California mole. *Scapanus latimanus latimanus (Bachman).Not abundant in the parks, but found in most places where the soil is loose and of good depth. They are entirely subterranean in habit. They eat no vegetable food. Their principal food is grubs and other larvae, insects, and earthworms.
Family SORICIDÆ: Shrews.
Sierra Nevada shrew. Sorex amonenus Merriam.Not abundant in the park. They are found most plentifully in the vicinity of little Kern River, Hockett, and San Meadows, where they inhabit wet meadows and places along the grassy banks of streams.
Monterey shrew. *Sorex montereyensis Merriam.Not abundant in the parks. They inhabit principally the heavy forest belt, and have been seen no farther south than at Giant Forest.
ORDER CHIROPTERA: BATS.
Family VESPERTILONIDÆ: Bats.
Little California bat, Myotis californicus californicus (Audubon and Bachman). Not abundant in the park, but appear most plentiful during autumnal migration. They may be seen at twilight coming from crevices in rocks along the banks of the Middle Fork of the Kaweah River.
Western red bat, Mycteris borealis teliotis (H. Allen). Have been seen only at Clough Cave and Marble Fork Bridge in Elk Park.
Hoary bat, *Nycteris cinerea (Beauvois). Inhabit the more dense forests of the parks. They migrate from the parks during winter. They are not plentiful.
Mountain trout only inhabit the waters of the parks, and but very few are found in General Grant National Park, due to insufficient water. The trout are numerous of species, natural and imported. The native trout has several distinct species closely blending, and is native to all the sea-reaching streams and rivers to the barrier cascades and has been largely introduced above in mountain streams and lakes within the parks. Imported species have been artificially propagated and show remarkable adaptability to the waters where planted. But very few waters of the parks remain yet unstocked.
The different trout species of the parks are as follows:
Kern River Rainbow trout, Salmo Gilberti (Jordan). Native; transplanted to many of the park waters.

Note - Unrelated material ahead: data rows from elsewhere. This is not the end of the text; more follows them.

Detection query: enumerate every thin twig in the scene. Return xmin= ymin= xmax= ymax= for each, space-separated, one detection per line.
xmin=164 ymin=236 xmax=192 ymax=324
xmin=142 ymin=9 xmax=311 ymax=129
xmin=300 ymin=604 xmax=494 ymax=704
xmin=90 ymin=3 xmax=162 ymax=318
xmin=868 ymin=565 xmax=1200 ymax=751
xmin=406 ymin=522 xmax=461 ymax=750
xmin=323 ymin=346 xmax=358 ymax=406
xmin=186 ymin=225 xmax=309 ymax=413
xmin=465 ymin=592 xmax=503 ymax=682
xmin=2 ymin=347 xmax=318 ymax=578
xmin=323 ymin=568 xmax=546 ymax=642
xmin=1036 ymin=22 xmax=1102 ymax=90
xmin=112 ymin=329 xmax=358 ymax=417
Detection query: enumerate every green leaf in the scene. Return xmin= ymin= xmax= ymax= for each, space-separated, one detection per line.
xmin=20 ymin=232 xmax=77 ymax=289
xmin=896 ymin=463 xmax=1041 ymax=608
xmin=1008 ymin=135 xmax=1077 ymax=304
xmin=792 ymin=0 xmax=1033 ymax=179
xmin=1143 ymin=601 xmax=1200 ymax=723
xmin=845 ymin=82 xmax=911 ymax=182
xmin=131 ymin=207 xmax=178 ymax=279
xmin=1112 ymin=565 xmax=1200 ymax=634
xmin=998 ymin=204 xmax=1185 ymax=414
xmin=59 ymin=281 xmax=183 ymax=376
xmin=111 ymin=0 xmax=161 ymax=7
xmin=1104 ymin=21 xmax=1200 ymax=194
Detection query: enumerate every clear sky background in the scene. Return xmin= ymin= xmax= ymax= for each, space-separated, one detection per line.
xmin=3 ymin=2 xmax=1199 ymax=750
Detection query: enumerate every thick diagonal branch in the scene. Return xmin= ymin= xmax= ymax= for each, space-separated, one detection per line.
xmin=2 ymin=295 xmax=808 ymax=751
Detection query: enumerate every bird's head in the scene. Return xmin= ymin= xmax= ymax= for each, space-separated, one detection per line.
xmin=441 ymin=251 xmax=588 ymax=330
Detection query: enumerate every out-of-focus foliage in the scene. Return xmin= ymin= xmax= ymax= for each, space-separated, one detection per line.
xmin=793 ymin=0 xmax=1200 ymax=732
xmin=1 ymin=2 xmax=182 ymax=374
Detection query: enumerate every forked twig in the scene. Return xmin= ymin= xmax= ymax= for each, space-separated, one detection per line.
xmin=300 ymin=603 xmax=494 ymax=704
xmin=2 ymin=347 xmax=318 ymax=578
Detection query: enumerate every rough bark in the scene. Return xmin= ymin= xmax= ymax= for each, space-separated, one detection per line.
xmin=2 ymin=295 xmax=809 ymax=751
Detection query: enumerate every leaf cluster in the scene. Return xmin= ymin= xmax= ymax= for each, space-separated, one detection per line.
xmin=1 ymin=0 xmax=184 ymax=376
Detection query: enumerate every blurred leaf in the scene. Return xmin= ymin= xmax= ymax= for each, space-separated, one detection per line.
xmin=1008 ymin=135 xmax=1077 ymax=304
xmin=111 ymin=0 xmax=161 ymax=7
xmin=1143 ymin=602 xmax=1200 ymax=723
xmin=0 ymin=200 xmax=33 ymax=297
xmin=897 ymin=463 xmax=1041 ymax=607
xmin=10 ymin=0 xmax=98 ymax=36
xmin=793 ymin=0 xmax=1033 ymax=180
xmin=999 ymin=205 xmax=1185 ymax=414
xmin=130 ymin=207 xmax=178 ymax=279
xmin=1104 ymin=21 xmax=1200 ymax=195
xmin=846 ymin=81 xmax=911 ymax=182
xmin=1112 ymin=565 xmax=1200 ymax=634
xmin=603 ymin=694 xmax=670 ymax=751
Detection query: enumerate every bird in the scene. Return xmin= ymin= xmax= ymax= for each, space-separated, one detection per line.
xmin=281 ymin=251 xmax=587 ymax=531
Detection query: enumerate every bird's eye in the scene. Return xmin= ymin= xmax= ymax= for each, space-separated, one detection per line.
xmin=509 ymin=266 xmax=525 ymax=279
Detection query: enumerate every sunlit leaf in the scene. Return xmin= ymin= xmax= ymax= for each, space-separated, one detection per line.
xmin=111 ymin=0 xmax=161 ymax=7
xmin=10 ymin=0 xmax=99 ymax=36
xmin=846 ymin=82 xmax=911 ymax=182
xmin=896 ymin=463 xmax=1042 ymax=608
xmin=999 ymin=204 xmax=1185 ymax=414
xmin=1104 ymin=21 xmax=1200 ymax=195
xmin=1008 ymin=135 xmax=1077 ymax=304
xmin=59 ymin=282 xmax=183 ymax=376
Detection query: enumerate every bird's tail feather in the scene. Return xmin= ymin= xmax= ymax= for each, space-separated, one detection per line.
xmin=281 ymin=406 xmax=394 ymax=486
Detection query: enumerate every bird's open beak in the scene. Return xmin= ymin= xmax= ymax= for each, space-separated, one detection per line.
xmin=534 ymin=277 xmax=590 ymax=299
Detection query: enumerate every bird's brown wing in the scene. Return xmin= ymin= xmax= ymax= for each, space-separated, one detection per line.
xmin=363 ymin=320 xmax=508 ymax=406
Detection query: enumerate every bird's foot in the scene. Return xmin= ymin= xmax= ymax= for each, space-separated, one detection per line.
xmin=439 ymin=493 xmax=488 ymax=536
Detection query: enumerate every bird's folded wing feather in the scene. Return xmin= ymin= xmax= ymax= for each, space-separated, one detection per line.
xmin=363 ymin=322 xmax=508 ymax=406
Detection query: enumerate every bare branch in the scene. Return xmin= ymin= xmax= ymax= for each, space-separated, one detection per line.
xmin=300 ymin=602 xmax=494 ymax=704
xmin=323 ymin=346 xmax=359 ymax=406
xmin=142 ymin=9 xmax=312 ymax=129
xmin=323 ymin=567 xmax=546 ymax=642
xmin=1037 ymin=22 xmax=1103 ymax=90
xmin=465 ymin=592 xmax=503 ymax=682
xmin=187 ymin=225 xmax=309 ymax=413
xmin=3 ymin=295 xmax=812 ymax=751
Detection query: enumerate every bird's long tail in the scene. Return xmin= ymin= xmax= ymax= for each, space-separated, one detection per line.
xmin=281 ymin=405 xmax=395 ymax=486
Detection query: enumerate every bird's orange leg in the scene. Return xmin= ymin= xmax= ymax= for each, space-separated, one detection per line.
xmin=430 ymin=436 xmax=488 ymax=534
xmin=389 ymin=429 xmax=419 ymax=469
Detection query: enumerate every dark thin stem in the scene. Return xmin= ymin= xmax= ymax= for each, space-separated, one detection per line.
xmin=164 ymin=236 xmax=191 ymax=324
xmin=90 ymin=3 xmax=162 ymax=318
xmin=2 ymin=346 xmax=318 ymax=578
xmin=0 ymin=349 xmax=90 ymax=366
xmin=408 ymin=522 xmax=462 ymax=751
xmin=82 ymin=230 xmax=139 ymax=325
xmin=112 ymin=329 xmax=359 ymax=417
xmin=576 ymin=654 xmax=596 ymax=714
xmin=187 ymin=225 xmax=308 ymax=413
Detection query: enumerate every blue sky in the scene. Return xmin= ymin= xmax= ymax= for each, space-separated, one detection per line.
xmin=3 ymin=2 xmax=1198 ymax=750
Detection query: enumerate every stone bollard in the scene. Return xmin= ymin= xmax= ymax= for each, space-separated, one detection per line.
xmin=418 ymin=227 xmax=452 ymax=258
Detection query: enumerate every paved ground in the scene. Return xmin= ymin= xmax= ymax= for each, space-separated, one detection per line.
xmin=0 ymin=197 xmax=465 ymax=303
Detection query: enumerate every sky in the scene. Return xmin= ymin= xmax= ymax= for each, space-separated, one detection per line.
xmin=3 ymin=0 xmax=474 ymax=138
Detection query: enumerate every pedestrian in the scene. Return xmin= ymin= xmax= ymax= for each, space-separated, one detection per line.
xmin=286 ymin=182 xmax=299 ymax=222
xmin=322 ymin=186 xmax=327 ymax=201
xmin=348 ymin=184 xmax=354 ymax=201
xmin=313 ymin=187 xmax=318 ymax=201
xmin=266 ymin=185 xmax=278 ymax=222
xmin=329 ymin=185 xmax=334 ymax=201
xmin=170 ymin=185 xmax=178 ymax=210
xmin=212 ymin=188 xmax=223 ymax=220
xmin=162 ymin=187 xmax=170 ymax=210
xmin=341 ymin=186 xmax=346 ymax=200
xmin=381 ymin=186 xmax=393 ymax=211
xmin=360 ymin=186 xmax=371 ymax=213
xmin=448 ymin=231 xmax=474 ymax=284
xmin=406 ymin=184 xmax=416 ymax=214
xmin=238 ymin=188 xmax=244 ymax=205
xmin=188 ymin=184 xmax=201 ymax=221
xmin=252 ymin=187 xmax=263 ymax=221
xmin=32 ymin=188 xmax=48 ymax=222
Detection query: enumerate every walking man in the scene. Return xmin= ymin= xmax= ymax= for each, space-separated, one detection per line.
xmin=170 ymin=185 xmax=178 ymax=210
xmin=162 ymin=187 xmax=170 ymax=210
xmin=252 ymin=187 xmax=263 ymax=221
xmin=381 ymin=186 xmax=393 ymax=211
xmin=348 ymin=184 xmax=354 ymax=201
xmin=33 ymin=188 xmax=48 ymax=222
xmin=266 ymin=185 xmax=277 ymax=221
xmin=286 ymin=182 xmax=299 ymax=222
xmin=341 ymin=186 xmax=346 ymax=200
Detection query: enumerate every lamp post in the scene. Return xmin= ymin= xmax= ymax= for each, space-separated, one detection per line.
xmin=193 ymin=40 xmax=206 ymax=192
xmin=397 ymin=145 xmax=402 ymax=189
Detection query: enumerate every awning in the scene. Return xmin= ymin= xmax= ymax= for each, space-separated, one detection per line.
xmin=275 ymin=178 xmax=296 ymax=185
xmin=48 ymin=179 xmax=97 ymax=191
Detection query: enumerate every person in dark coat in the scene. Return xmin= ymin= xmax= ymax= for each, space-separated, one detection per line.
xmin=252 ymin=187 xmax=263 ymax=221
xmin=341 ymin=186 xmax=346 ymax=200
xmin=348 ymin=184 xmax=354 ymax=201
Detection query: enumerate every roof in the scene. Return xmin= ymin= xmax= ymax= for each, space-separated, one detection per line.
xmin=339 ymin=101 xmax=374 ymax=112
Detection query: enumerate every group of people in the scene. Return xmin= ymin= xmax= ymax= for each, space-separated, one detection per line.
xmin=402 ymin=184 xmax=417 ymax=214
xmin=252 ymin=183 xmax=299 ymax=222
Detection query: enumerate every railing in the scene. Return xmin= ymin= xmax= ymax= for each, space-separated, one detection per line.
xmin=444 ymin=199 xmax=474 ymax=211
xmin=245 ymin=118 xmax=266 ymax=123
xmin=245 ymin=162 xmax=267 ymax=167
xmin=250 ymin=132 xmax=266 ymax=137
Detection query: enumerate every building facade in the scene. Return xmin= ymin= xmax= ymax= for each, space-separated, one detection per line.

Golden trout of Volcano Creek, Salmo Roosevelti Evermann. Native; transplanted to a few of the park waters.
Golden trout of Soda Creek, Salmo Whitei Evermann. Native; transplanted to many of the park waters.
Cut-throat trout, Salmo Mykiss Walbaum. Native; planted to many of the park waters.
Eastern brook trout, Salvelinus fontanalis (Mitchell). Imported; planted to many of the park waters.
Rainbow trout, Salmo irideus Gibbons. Native; planted to many of the park waters.
Loch Leven trout, Salmo Trutti Levensis (Walker). Imported; planted to many of the park waters.
Persons desiring to fish in the waters of the Sequoia and General Grant National Parks must secure a sporting fishing license, as required by the laws of California. These laws provide that every person over the age of 18 years who obtains fish without obtaining a license is guilty of a misdemeanor. The license fees are as follows:
To citizens of the United States who are bona fide residents of the State of California, $1.
To citizens of the United States not bona fide residents of the State of California, and to persons not citizens of the United States, $3.
These licenses may be obtained from any county clerk or from the State board of fish and game commissioners. The main office of the State board of fish and game commissioners is located in the Mills Building, San Francisco, and branch offices are located as follows: Forum Building, Sacramento; Consolidated Realty Building, Los Angeles; Forsyth Building, Fresno. Every person applying for a license must give his residence, age, height, nationality, color of eyes, and color of hair. All fishing must be done in conformity with the State laws regarding open season, size of fish, and limit of catch.